Oggi sui giornali commentiamo le elezioni americane. Io credo che anche chi oggi esulta per la vittoria di Donald Trump dovrà, purtroppo, ricredersi.
Le elezioni americane avranno un impatto su come gli equilibri geopolitici saranno costruiti nei prossimi anni e, ancora più di prima, avremo bisogno di un’Europa forte e di comunità e persone che lavorano per costruire relazioni di pace, non di conflitto, supremazie, disuguaglianze, prevaricazioni.
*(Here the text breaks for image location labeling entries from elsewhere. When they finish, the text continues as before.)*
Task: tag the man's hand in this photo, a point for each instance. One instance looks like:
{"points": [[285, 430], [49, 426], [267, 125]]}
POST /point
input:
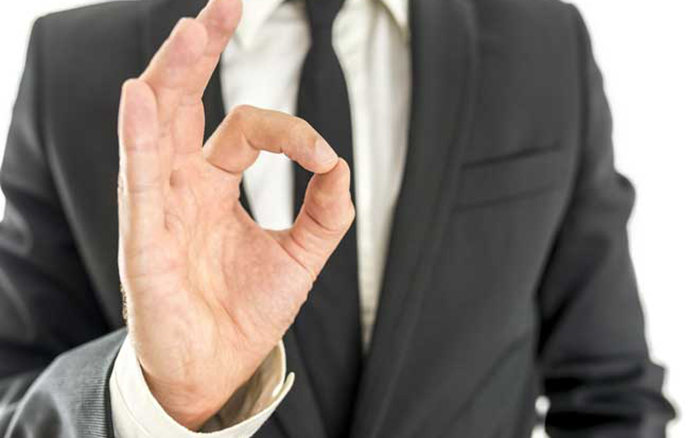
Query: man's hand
{"points": [[208, 292]]}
Credo però che il risultato delle elezioni ci interroghi su cosa fare di diverso, almeno qui. Sicuramente non possiamo lasciare che il discorso pubblico facile, che parla solo alla pancia, sia l’unico capace di ottenere fiducia.
Ma allo stesso modo non possiamo continuare a ‘guardare dall’alto’, a criticare e giudicare chi vota in modo diverso, ad avere paura di dire come stanno davvero le cose per puro equilibrismo, a scegliere candidature e leadership che con il proprio corpo non sanno incarnare i bisogni che rappresentano.
Quello che già sta accadendo negli Stati Uniti – e che da anni accade anche da noi – è la cancel culture di tutto quello che è stato fatto prima, la voglia di vendicarsi di chi ha perso le elezioni. Come se fosse sempre tutto una gara, uno scontro.
Scompare il Paese, scompaiono le persone e i loro bisogni, scompare la politica. Dopo viene il caos.
E di questi tempi non possiamo permettercelo.